Agriculture within the Ukrainian Economy
Agriculture represents more than 10% of all economic activity in the Ukraine and employs almost 10% of the population. Small and medium-sized family agricultural operations represent almost half of the national output; however, this percentage keeps decreasing as large agriculture enterprises continue to enter the country. This socio-economic transformation within the agriculture industry is significant because it correlates with the wider transformation that is taking place in the country. With the collapse of the Soviet Union, the Ukraine transitioned from collective farming to mostly small and medium-sized private household plots, which prevail throughout the country. In the 21st century, as the Ukraine continues to introduce free market policies, agriculture is pivoting towards large private firms.
In 2008, the Ukraine became a member of the World Trade Organization (WTO), which has led to the reduction of trade duties and the legislation of international phytosanitary standards. Similarly, in 2014, the EU-Ukraine Association Agreement was signed, which seeks to further harmonize regulations and standards between both jurisdictions in order to integrate their economies and maximize trade. Overall, the Ukraine is a net exporter of agricultural and metallurgical goods, mainly because its domestic demand for these products is limited. Likewise, the country depends on the import of value added consumer goods as well as energy commodities, such as natural gas and petroleum from Russia.
The sociopolitical pivot underway in the Ukraine has led to a battle between the large international influences that surround the country.

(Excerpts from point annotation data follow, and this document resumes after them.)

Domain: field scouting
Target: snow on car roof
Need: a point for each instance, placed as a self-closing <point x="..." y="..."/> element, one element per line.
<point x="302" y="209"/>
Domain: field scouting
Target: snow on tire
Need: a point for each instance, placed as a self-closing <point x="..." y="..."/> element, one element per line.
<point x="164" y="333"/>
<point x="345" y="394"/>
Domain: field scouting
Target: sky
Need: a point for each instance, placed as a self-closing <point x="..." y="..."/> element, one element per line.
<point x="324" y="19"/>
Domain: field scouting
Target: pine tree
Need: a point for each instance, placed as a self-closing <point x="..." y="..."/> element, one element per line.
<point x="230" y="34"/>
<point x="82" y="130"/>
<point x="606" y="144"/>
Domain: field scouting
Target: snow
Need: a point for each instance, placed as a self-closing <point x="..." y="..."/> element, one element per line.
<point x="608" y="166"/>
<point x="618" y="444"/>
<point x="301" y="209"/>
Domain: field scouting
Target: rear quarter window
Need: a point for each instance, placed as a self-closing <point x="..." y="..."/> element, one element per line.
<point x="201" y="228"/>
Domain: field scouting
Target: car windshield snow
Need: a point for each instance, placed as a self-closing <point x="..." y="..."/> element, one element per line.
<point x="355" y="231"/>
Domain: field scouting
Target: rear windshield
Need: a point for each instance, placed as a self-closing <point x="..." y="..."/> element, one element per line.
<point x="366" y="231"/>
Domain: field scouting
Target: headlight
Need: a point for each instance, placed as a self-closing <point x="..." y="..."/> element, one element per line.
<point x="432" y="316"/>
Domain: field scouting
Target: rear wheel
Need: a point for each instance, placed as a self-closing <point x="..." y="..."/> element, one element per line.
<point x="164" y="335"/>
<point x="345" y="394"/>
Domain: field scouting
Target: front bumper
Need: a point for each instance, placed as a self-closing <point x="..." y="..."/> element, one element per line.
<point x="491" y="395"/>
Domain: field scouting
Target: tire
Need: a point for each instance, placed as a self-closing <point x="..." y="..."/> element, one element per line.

In turn, this standoff has accelerated the Ukrainian economic need to make up for the market loss due to the Russian trade sanctions. Given that Russia has severely limited imports from the Ukraine because of the conflict, Ukrainian farmers have no option but to look to other markets, such as the EU, Turkey, Egypt, and China. Ultimately, these political tensions have negatively affected the Ukraine’s economy as well as its standards of living. Furthermore, in 2014, the national currency, the Hryvnia, underwent a profound devaluation. Similarly, inflation has affected consumer good prices because of the stronger correlation that it has to the elevated production costs than to labor market conditions.
During 2015, more than US$860 million worth of products such as fruits, nuts, and tobacco were imported into the Ukraine. Similarly, during 2015, the main providers of fish and consumer food products to Ukrainian markets were Germany at approximately US$310 million, Poland with some US$296 million, and Turkey at about US$223 million. These statistics for 2015 show a slight decrease on the dependence on foreign imports. Likewise, the projections for 2016, suggest that both domestic production and consumption are picking up once again in the Ukraine.